To that end, I explained that one of the most important dictates of Sun Tzu was to know your enemy. In every battle, you must know what makes your enemy tick — know why is he doing what he is doing. With radical Islam, the answer to that question is obvious. Its motivation is to destroy unbelievers and impose a worldwide caliphate.

Knowing that they are committed to a religious/political ideology, you know that the threat of death to them is not a deterrent. You are left with relatively few options to stop the nuclear “MOAB” from being used against you.  

So, what would stop a religious fanatic from pursuing a nuclear weapon? With radical Islam there are vulnerabilities. Those vulnerabilities are Islam’s holiest sites.

For instance, the 12th Imam must reappear before judgment day before his believers. The place that is to occur is the province of Qum in Iran. More specifically, it’s in the village of Jamkaren. 

There is also the Kaaba, the holiest place in Islam, located in Saudi Arabia’s Mecca.

In that 2007 radio interview, I asked, could it be that the threat of the destruction of these holy sites would be sufficient to deter the detonation of a nuclear device in the United States?

The reaction to my hypothesis was “nuclear” itself.  No matter how many times I said, “I don’t want to bomb anyone,” the media and my political opponents kept up the mantra that “Tancredo wants to bomb Mecca.” It resulted in death threats and a caricature picture which appeared in Time magazine. Any doubts I had about the effectiveness of such a threat, the depth of emotion that even the mention of those holy sites aroused made me think that its deterrent potential was feasible. 

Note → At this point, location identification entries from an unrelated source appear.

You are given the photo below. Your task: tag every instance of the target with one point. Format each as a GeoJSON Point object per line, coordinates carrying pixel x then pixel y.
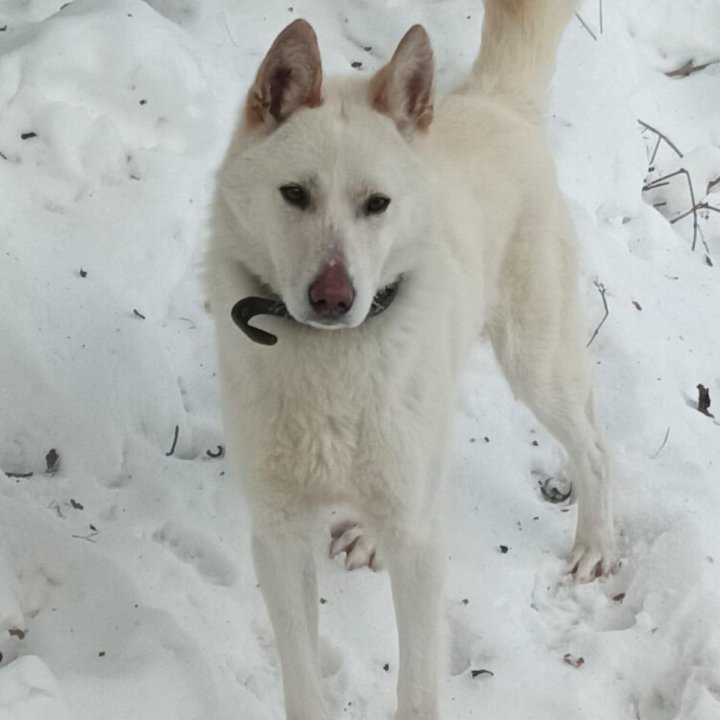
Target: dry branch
{"type": "Point", "coordinates": [661, 135]}
{"type": "Point", "coordinates": [602, 291]}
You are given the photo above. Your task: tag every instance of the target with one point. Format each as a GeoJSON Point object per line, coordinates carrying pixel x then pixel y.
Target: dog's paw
{"type": "Point", "coordinates": [590, 560]}
{"type": "Point", "coordinates": [350, 538]}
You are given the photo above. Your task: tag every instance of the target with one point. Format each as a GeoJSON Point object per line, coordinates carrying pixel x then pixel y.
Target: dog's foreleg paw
{"type": "Point", "coordinates": [351, 539]}
{"type": "Point", "coordinates": [590, 560]}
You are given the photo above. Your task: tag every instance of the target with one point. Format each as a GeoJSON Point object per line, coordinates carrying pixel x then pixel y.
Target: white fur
{"type": "Point", "coordinates": [361, 416]}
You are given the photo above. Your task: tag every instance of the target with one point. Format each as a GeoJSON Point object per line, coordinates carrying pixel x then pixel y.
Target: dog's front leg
{"type": "Point", "coordinates": [417, 571]}
{"type": "Point", "coordinates": [285, 569]}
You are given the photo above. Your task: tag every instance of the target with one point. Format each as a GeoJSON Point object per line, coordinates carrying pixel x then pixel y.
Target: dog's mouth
{"type": "Point", "coordinates": [246, 309]}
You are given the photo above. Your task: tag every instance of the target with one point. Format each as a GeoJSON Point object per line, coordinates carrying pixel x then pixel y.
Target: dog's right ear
{"type": "Point", "coordinates": [290, 77]}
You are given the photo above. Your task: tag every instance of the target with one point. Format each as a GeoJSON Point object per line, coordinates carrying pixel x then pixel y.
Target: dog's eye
{"type": "Point", "coordinates": [376, 204]}
{"type": "Point", "coordinates": [295, 195]}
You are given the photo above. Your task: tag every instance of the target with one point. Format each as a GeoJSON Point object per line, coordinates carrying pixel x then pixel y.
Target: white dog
{"type": "Point", "coordinates": [381, 234]}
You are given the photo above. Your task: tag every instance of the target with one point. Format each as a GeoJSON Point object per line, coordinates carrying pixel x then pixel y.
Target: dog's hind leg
{"type": "Point", "coordinates": [285, 568]}
{"type": "Point", "coordinates": [537, 340]}
{"type": "Point", "coordinates": [417, 569]}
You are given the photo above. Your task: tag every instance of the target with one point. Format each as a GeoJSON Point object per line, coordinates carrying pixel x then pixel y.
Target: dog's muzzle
{"type": "Point", "coordinates": [246, 309]}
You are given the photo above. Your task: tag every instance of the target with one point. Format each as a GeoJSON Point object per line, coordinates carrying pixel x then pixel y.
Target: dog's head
{"type": "Point", "coordinates": [324, 179]}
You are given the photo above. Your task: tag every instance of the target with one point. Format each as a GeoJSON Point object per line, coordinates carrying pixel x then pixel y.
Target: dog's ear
{"type": "Point", "coordinates": [290, 77]}
{"type": "Point", "coordinates": [403, 89]}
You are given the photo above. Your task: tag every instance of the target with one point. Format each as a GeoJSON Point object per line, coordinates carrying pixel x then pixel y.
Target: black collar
{"type": "Point", "coordinates": [246, 309]}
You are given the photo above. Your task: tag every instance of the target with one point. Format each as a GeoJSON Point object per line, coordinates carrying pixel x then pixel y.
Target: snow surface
{"type": "Point", "coordinates": [128, 570]}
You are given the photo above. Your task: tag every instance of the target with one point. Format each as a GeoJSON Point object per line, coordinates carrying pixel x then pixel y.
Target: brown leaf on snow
{"type": "Point", "coordinates": [704, 400]}
{"type": "Point", "coordinates": [52, 461]}
{"type": "Point", "coordinates": [573, 661]}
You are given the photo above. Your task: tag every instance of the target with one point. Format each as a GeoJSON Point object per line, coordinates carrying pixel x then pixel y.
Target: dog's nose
{"type": "Point", "coordinates": [331, 293]}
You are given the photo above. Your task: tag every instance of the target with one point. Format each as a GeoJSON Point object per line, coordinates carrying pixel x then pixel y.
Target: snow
{"type": "Point", "coordinates": [128, 570]}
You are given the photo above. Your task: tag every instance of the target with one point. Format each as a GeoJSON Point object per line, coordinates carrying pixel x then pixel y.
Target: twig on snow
{"type": "Point", "coordinates": [172, 449]}
{"type": "Point", "coordinates": [699, 206]}
{"type": "Point", "coordinates": [602, 291]}
{"type": "Point", "coordinates": [661, 135]}
{"type": "Point", "coordinates": [586, 26]}
{"type": "Point", "coordinates": [664, 442]}
{"type": "Point", "coordinates": [662, 181]}
{"type": "Point", "coordinates": [689, 68]}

I want to emphasize — again for the thousandth time — I have no desire to destroy those sites. The only mention I made of that hypothetical act was as a potential threat to deter what I think there is little doubt jihadists are working toward: a nuclear device detonated here in our homeland.

I am now revisiting and retelling that story to illustrate that asking these “end game” questions is as controversial as it is necessary. And to answer those questions and engender that debate, we also must ask the second part of Sun Tzu’s famous axiom: Yes, you must know your enemy and what motivates him, but you must also know yourself.

Do Americans lack the self-confidence and the courage to ask such questions? Is our enemy counting on our cultural rot to immobilize us in the face of this existential threat?

We need to start asking these questions. Radical Islamists have ambitious, murderous plans. Dropping another dozen “MOAB” devices on ISIS bunkers probably will not be enough to alter those ambitions or deter those plans. 

If radical Islam’s end game leads to mutual annihilation, what is ours?

Tom Tancredo represented Colorado’s 6th congressional district from 1999 to 2009.


The views expressed by contributors are their own and are not the views of The Hill.